Date Release: October 24, 2018

Genre(s): Biography, Drama

Duration: 134 minutes

Age Restriction: PG 13

Actors: Rami Malek, Ben Hardy, Mike Myers

Directed By: Bryan Singer

IMDb: 8.4/10

This biopic may be the only way to experience a full measure of Queen nostalgia for those who have not heard the band the first time around—to indulge in vicarious nostalgia, a homecoming to somebody else’s home.

If so, Bohemian Rhapsody, a superficially clichéd yet thematically unusual bio-pic about the band’s lead singer and guiding spirit, Freddie Mercury (Rami Malek), delivers that second-hand rock memory by rooting its story less in the primary experience of the band’s performances than in a subtly revisionist, sharply current view of Mercury’s life and work.

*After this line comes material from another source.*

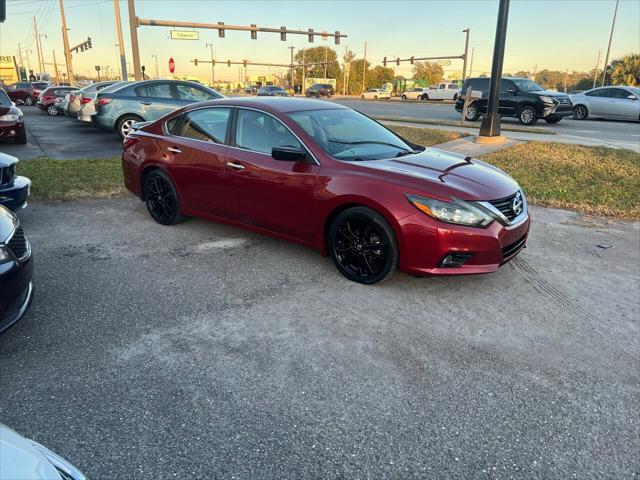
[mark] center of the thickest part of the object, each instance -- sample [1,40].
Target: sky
[553,34]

Bohemian Rhapsody isn’t a comprehensive bio-pic, nor a full-spectrum consideration of Mercury’s life—it is a clearly and carefully oriented vision of his career. It’s mostly interested in his private life in relation to a single big idea: success and its price.

Bohemian Rhapsody offers nothing of Mercury’s childhood in Zanzibar, his schooling in Bombay, his lifelong devotion to rock and roll. The movie shows no years of dedicated practice or earlier musical life or ambition; his sole primordial effort is a song that he scribbles on a piece of paper and keeps folded up in his pocket while working, as a young man in London, as an airport baggage handler.

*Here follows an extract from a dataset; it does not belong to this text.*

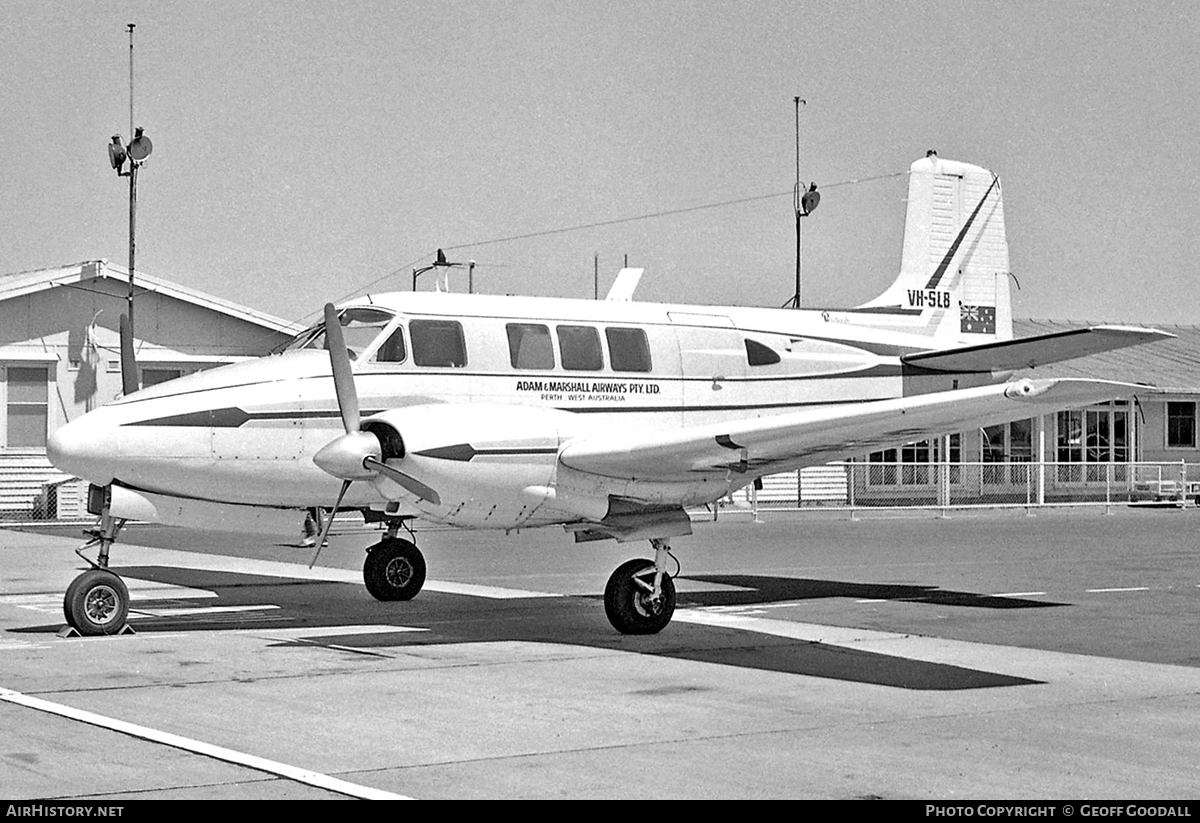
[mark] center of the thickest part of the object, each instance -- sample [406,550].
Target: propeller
[355,455]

Mercury, who played piano and guitar, is of course depicted as being possessed of a formidable vocal technique, a remarkable near-operatic voice—but it’s presented as a natural gift that’s also a curse. He was born, as Freddie says, with four extra incisors, and the larger oral chamber is the reason for his large vocal range.

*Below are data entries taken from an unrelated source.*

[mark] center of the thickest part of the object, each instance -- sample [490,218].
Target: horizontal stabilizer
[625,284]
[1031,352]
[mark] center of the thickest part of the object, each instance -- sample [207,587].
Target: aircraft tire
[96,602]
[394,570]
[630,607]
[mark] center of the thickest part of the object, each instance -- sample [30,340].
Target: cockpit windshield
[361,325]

Freddie first shows off that range in a parking lot outside a club, where he’s trying to get members of a local band to take one of his songs. But the band has just lost its lead singer, and so Freddie does a spontaneous audition for them—not, however, before they make fun of his facial deformity and suggest that it’s an insurmountable obstacle to his becoming a band member, let alone its front man.

When the band’s music begins to crystallize, Freddie masterminds its path to success. He decides that the band should sell its van to finance the recording of an album, and, in the studio, he orchestrates its production as well as the unusual studio techniques with which they create it. He gives the band the new name of Queen; he arranges the crucial meeting, with Elton John’s manager (Aidan Gillen), that will put the band on the map; and, at that meeting, he sells the manager on the band’s future hit-making successes. The scene offers Freddie one of the script’s great arias, on the subject of his ambitions, as he tells the businessman that he’s playing “for the outcasts in the back” because those are the people with whom he himself identifies.

The direction of the film (credited to Bryan Singer, who was fired late in the production and replaced by Dexter Fletcher but is granted sole credit) is often oddly denatured, flip, and incurious, and its lack of vision keeps the movie far short of its—and, above all, of Malek’s—finest inspirations.